Conducía velozmente por el sinuoso camino, ansioso por llegar al pueblo y a la posada donde se alojaba. Ansioso por conseguir un teléfono.
Tenía que hacer una llamada.
Disminuyó ligeramente la velocidad cuando llegó a las afueras de Machecoul, mientras rodeaba los establos que ocupaban el mercado. Los residentes del pueblo estaban ocupados con sus negocios. Los granjeros habían llevado el producto de las granjas locales para venderlo. Mientras Channing aparcaba fuera de la posada, pudo oír voces que se filtraban en el aire, voces que conversaban de buen humor, regateaban, reían.
Pero aquella escena de vida rural no era para él. Tenía cosas más importantes en que pensar.
Se metió en la pequeña posada pintada de blanco, no sin advertir lo fría que estaba en comparación con el exterior. La gorda que administraba el lugar le dio la llave de su habitación y estuvo a punto de preguntarle si se sentía bien cuando Channing desapareció en dirección a la escalera que llevaba a su dormitorio.
Había unas diez habitaciones para huéspedes y la mayoría de ellas, por el momento, estaban vacías.
Channing entró, fue directamente al teléfono, junto a la cama, y cogió el auricular.
Marcó y maldijo en un susurro cuando se dio cuenta de que se había olvidado marcar el código internacional de Inglaterra. Volvió a llamar. El código internacional, luego el código de Londres, luego el número buscado.
La mano le temblaba ligeramente.
Mantuvo el auricular contra el oído, atento a toda suerte de frituras, explosiones y pitidos que recorrían la línea mientras se conectaba el número pedido. Del otro lado de la línea, el teléfono llamaba.
Y llamaba.
—Vamos —murmuró con impaciencia.
—Sí… —comenzó a decir una voz femenina.
—Hola, Cath —dijo él, sin aliento.
La otra voz continuó.
—… soy Catherine Roberts. Me temo que en este momento no hay nadie…
—¡Mierda! —protestó Channing y colgó el auricular. Maldito contestador automático. Aguardó un segundo, volvió a marcar y esperó.

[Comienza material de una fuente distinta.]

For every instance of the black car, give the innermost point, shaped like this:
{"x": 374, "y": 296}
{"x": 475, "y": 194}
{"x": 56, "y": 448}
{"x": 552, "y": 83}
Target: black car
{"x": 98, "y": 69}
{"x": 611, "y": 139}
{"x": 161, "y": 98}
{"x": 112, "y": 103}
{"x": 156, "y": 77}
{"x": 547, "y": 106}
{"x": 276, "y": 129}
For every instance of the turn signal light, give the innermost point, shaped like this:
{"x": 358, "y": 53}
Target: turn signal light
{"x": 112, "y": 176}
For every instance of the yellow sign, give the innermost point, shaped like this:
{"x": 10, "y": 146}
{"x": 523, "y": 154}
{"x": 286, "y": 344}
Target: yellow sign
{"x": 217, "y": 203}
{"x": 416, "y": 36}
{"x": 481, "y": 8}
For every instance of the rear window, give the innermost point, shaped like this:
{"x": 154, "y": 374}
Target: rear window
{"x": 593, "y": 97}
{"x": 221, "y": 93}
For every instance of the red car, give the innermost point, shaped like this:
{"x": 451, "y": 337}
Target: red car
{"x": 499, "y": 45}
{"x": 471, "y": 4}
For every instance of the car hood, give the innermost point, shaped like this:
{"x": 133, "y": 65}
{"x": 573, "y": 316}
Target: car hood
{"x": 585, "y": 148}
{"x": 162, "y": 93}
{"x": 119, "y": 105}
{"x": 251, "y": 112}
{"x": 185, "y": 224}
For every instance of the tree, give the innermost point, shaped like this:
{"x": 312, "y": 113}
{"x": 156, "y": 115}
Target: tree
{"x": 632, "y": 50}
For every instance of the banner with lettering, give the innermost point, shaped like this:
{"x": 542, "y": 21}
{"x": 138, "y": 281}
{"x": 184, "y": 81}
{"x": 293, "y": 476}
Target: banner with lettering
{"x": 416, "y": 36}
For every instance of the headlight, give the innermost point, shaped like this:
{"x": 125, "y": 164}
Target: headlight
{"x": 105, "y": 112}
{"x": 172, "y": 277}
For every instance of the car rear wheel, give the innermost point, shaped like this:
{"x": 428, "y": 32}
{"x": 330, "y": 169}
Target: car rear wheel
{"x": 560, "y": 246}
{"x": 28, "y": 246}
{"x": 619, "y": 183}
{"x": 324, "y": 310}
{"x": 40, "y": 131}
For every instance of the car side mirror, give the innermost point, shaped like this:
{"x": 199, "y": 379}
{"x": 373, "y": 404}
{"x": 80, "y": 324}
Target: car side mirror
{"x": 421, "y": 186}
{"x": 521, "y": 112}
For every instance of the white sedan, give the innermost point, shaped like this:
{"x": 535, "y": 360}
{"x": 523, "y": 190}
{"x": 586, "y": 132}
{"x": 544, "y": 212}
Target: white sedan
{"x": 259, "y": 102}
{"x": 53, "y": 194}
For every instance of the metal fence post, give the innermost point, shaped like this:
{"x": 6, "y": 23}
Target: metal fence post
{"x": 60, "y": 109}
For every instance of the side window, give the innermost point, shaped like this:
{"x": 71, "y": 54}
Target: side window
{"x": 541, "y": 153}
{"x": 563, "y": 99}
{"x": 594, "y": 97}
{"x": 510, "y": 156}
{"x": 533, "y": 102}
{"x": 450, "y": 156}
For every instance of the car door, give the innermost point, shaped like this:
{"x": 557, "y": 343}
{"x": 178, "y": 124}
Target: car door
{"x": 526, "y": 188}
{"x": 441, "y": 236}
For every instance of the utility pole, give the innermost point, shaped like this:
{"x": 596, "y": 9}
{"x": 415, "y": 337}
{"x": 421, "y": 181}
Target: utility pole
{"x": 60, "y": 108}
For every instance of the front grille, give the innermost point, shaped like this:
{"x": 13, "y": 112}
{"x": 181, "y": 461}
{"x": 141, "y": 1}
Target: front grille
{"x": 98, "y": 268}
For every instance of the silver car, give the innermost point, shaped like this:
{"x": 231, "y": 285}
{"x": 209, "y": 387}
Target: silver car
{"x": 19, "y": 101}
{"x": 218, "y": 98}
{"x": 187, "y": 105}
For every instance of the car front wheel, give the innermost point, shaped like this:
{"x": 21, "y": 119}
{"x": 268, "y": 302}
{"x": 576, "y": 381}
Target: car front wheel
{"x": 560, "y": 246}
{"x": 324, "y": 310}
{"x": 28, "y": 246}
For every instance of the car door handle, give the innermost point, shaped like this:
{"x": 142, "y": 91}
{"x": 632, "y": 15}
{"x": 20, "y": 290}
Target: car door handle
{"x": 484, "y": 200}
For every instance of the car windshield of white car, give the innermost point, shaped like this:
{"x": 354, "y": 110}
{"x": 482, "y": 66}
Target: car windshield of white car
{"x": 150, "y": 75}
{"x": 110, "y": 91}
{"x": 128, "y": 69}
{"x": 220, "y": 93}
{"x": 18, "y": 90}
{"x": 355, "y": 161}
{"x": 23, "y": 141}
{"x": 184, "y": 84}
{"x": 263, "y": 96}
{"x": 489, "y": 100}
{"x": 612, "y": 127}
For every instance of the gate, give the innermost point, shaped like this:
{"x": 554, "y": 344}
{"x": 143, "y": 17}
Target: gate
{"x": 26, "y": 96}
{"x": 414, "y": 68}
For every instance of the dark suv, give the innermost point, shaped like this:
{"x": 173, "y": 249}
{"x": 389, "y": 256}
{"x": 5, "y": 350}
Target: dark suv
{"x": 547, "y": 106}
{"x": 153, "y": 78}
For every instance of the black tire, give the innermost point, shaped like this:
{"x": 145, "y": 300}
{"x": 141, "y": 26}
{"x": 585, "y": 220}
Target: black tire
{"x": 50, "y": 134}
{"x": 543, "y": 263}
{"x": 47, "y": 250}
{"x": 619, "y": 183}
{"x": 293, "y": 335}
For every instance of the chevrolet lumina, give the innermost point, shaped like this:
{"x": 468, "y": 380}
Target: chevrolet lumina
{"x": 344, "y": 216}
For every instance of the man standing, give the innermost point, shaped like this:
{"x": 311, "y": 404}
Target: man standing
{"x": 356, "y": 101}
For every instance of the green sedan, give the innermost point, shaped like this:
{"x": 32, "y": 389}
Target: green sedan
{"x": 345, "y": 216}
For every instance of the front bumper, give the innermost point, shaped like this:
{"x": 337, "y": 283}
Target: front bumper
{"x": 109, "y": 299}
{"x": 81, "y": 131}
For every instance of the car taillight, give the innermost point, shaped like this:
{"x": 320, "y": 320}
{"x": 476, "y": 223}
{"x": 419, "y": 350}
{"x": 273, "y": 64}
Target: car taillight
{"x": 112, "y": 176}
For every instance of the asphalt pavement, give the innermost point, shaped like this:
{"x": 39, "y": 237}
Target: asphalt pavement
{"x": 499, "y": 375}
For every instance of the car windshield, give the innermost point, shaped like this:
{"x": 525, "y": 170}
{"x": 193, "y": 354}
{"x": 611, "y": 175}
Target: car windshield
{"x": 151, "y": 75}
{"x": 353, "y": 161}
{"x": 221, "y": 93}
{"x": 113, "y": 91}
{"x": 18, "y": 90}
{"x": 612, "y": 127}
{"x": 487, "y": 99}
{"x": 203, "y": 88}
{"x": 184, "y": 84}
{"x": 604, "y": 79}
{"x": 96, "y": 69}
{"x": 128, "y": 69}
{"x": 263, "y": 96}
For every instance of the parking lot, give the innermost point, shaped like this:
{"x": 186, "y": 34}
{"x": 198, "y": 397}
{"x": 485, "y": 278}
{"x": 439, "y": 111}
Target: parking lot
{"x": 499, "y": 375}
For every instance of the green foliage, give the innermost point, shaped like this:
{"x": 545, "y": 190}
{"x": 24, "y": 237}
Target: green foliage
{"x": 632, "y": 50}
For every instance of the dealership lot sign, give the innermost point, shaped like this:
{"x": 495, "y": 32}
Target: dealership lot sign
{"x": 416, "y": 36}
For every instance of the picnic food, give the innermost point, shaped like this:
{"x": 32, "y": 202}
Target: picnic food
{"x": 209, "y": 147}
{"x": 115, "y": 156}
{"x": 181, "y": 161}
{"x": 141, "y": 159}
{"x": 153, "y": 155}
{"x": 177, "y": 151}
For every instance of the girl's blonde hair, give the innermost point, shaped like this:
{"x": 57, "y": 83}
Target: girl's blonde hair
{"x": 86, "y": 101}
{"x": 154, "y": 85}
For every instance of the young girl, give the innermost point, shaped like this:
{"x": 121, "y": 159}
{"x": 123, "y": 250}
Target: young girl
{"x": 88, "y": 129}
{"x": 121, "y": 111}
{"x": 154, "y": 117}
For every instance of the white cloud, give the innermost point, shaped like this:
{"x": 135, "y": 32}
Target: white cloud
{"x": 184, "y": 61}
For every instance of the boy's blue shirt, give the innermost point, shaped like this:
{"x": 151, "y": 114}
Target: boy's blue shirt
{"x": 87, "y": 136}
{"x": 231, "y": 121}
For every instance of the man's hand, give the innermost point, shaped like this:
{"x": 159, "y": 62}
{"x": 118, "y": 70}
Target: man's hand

Lo saludó la misma voz metálica, y cuando ya estaba a punto de colgar por segunda vez, oyó un zumbido como si estuvieran desconectando el contestador.
—Diga…
—Cath, ¿eres tú? —preguntó Channing.
—Sí, ¿quién habla? —preguntó a su vez la mujer, del otro lado de la línea.
—Soy Mark Channing. No quise hablar con esa mierda de contestador.
—Acabo de entrar —explicó—. Creí que estabas en Bretaña.
—Así es. Escucha, Cath. He estado en la iglesia de Machecoul —le contó, en voz baja, casi sin aliento—. Allí hay algo. Tienes que verlo.
—¿Qué es? —quiso saber ella.
—¿Cuándo puedes coger un vuelo?
—Mark, por el amor de Dios —comenzó a decir, casi riendo—. No puedo dejarlo todo así como así.
—Tienes que hacerlo —insistió él, y ella percibió la angustia en la voz de Channing—. Es importante. Es de tu incumbencia.
—¿De mi incumbencia? —dijo ella vagamente, perpleja ante la insistencia de Mark.
—Tú eres una historiadora del arte, por el amor de Dios —gruñó, como si hiciera falta que le recordara su profesión—. Una medievalista. Necesito que mires lo que he encontrado. Necesito tu ayuda.